The row processor function must return either 1 or -1. 1 is the normal, successful result value; libpq will continue with receiving row values from the server and passing them to the row processor. -1 indicates that the row processor has encountered an error. In that case, libpq will discard all remaining rows in the result set and then return a PGRES_FATAL_ERROR PGresult to the application (containing the specified error message, or "out of memory for query result" if *errmsgp was left as NULL).

Another option for exiting a row processor is to throw an exception using C's longjmp() or C++'s throw. If this is done, processing of the incoming data can be resumed later by calling PQgetResult; the row processor will be invoked as normal for any remaining rows in the current result. As with any usage of PQgetResult, the application should continue calling PQgetResult until it gets a NULL result before issuing any new query.

In some cases, an exception may mean that the remainder of the query result is not interesting. In such cases the application can discard the remaining rows with PQskipResult, described below. Another possible recovery option is to close the connection altogether with PQfinish.

PQsetRowProcessor

Sets a callback function to process each row.

void PQsetRowProcessor(PGconn *conn, PQrowProcessor func, void *param);

The specified row processor function func is installed as the active row processor for the given connection conn. Also, param is installed as the passthrough pointer to pass to it. Alternatively, if func is NULL, the standard row processor is reinstalled on the given connection (and param is ignored).

Although the row processor can be changed at any time in the life of a connection, it's generally unwise to do so while a query is active. In particular, when using asynchronous mode, be aware that both PQisBusy and PQgetResult can call the current row processor.

PQgetRowProcessor

Fetches the current row processor for the specified connection.

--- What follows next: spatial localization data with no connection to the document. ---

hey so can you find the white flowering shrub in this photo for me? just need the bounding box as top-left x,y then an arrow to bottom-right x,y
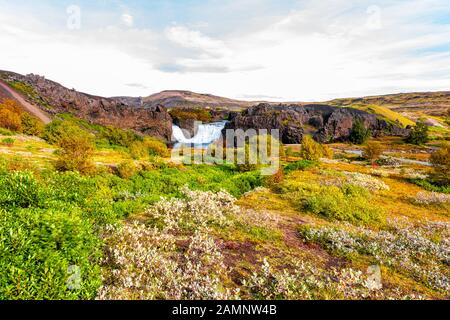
415,192 -> 450,205
300,222 -> 450,293
97,188 -> 243,300
242,258 -> 419,300
97,223 -> 236,300
370,169 -> 390,178
344,172 -> 390,191
145,186 -> 240,232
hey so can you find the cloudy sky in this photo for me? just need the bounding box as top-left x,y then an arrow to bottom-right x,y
0,0 -> 449,101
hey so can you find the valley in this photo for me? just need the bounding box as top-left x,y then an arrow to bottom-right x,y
0,70 -> 449,300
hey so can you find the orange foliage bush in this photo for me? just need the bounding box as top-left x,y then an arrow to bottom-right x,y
0,99 -> 43,135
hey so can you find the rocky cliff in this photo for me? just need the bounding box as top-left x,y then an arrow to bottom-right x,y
226,103 -> 410,144
0,71 -> 173,142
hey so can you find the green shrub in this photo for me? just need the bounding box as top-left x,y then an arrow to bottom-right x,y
303,185 -> 384,225
0,128 -> 14,136
128,141 -> 148,159
405,121 -> 429,145
235,144 -> 260,172
0,171 -> 39,208
0,207 -> 101,300
55,125 -> 95,174
42,120 -> 75,144
411,179 -> 450,194
117,160 -> 138,179
21,113 -> 44,136
143,137 -> 170,157
102,126 -> 140,148
1,138 -> 15,147
350,119 -> 371,145
284,160 -> 318,173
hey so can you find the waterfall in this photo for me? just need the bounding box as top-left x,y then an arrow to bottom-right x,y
172,121 -> 227,144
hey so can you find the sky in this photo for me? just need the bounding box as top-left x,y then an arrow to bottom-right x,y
0,0 -> 449,101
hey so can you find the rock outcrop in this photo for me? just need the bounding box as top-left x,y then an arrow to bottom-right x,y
225,103 -> 410,144
0,71 -> 173,142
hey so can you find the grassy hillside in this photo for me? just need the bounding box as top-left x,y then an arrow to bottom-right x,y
329,91 -> 450,116
351,104 -> 416,128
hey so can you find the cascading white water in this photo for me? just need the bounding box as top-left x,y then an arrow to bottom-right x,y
172,121 -> 227,144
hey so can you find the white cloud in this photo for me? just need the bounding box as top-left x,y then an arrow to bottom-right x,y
165,25 -> 230,58
120,13 -> 134,27
0,0 -> 449,101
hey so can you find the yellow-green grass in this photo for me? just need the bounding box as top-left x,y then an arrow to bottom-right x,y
352,104 -> 416,128
0,134 -> 143,168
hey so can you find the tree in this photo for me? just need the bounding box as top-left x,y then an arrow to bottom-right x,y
405,121 -> 429,145
363,141 -> 384,163
349,119 -> 371,145
430,143 -> 450,184
300,135 -> 333,161
55,125 -> 95,174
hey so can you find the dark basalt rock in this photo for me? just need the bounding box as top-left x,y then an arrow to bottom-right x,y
1,72 -> 173,142
226,103 -> 410,144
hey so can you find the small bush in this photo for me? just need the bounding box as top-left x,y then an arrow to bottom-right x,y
0,155 -> 37,173
411,179 -> 450,194
143,137 -> 170,157
0,109 -> 22,132
21,113 -> 44,136
128,141 -> 148,159
405,121 -> 429,145
363,141 -> 384,162
350,119 -> 371,145
42,120 -> 74,144
0,171 -> 39,208
102,126 -> 140,148
1,138 -> 15,147
0,99 -> 23,132
117,160 -> 138,179
55,125 -> 96,174
284,160 -> 318,173
263,169 -> 285,189
0,99 -> 44,136
300,136 -> 333,161
0,128 -> 14,136
430,143 -> 450,185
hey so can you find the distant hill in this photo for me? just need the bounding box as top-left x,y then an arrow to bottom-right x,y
328,91 -> 450,117
114,90 -> 254,111
1,70 -> 449,139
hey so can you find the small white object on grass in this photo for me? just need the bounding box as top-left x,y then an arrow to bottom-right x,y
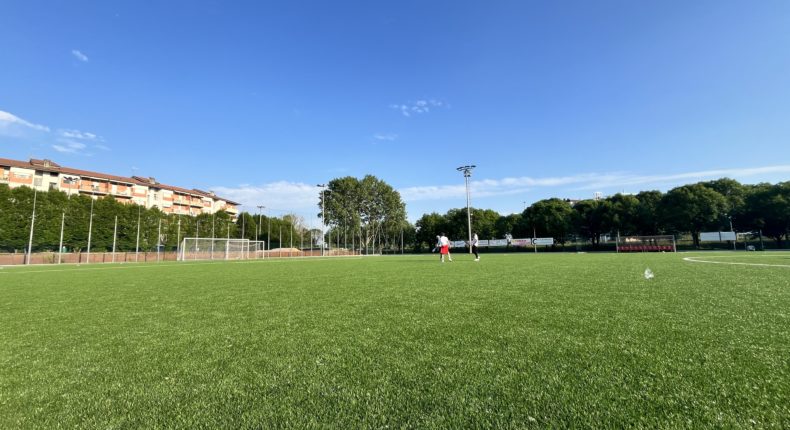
644,268 -> 654,280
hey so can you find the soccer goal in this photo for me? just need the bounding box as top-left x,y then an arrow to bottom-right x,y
616,235 -> 676,253
177,238 -> 266,261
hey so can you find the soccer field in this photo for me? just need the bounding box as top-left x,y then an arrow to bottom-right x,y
1,253 -> 788,428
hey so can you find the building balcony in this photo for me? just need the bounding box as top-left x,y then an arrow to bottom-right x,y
79,186 -> 109,194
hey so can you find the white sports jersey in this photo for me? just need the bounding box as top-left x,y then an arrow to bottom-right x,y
472,234 -> 479,246
440,235 -> 450,246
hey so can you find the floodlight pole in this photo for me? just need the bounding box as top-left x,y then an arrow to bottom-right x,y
57,212 -> 66,264
87,197 -> 95,264
456,165 -> 476,254
112,216 -> 118,263
157,218 -> 162,262
57,179 -> 75,265
135,206 -> 141,262
317,184 -> 327,256
728,215 -> 736,251
257,205 -> 264,242
26,187 -> 38,265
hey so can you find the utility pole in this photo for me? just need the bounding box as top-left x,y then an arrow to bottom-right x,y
456,165 -> 476,254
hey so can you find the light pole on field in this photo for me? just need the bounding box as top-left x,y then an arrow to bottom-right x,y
317,184 -> 327,256
86,197 -> 95,264
456,165 -> 476,254
727,214 -> 736,251
57,177 -> 77,264
25,187 -> 39,265
257,205 -> 265,244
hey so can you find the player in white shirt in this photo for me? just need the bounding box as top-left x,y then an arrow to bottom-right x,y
471,233 -> 480,261
439,233 -> 452,262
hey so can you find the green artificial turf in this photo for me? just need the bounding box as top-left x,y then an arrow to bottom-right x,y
1,252 -> 788,428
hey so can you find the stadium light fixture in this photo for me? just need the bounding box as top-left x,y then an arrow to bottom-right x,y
456,165 -> 476,254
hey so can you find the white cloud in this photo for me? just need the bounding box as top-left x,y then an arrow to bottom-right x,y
389,99 -> 446,117
51,128 -> 106,154
71,49 -> 89,62
211,181 -> 324,217
373,133 -> 398,141
52,139 -> 88,153
59,129 -> 99,140
0,110 -> 106,154
0,110 -> 51,134
398,165 -> 790,202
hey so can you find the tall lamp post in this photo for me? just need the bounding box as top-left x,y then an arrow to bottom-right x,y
317,184 -> 327,256
257,205 -> 265,248
26,187 -> 39,265
727,214 -> 736,251
456,165 -> 476,254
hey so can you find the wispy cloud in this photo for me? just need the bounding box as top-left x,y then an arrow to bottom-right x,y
59,129 -> 98,140
211,181 -> 323,216
0,110 -> 107,155
53,128 -> 106,154
398,165 -> 790,202
389,99 -> 446,117
373,133 -> 398,141
52,140 -> 88,153
0,110 -> 51,134
71,49 -> 89,62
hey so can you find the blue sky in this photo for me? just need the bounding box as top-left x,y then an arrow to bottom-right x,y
2,1 -> 789,222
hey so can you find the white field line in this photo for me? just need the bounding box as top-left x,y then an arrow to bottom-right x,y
683,255 -> 790,268
0,255 -> 365,276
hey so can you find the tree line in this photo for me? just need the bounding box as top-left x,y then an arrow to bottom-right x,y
0,184 -> 313,253
2,177 -> 788,253
414,179 -> 790,250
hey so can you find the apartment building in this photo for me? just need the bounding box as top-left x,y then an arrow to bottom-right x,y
0,158 -> 239,217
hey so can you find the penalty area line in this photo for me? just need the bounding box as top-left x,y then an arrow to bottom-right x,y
0,255 -> 365,276
683,256 -> 790,268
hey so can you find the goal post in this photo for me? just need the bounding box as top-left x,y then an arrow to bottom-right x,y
177,238 -> 266,261
616,235 -> 676,253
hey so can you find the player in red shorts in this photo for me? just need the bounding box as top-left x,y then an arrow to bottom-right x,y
439,233 -> 452,263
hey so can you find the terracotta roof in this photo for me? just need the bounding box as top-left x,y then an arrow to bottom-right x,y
0,157 -> 239,206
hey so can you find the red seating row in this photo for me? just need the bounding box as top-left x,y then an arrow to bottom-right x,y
618,245 -> 673,252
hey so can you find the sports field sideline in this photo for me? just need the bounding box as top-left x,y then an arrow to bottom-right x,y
1,252 -> 788,428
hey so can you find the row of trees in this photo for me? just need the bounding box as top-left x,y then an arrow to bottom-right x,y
0,185 -> 319,253
414,179 -> 790,249
2,177 -> 788,253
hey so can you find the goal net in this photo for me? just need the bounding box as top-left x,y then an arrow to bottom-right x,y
177,238 -> 266,261
616,235 -> 676,252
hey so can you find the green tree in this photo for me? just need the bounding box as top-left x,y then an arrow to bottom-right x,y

PQrowProcessor PQgetRowProcessor(const PGconn *conn, void **param);

In addition to returning the row processor function pointer, the current passthrough pointer will be returned at *param, if param is not NULL.

PQskipResult

Discard all the remaining rows in the incoming result set.

PGresult *PQskipResult(PGconn *conn);

This is a simple convenience function to discard incoming data after a row processor has failed or it's determined that the rest of the result set is not interesting. PQskipResult is exactly equivalent to PQgetResult except that it transiently installs a dummy row processor function that just discards data. The returned PGresult can be discarded without further ado if it has status PGRES_TUPLES_OK; but other status values should be handled normally. (In particular, PGRES_FATAL_ERROR indicates a server-reported error that will still need to be dealt with.) As when using PQgetResult, one should usually repeat the call until NULL is returned to ensure the connection has reached an idle state. Another possible usage is to call PQskipResult just once, and then resume using PQgetResult to process subsequent result sets normally.

Because PQskipResult will wait for server input, it is not very useful in asynchronous applications. In particular you should not code a loop of PQisBusy and PQskipResult, because that will result in the installed row processor being called within PQisBusy. To get the proper behavior in an asynchronous application, you'll need to install a dummy row processor (or set a flag to make your normal row processor do nothing) and leave it that way until you have discarded all incoming data via your normal PQisBusy and PQgetResult loop.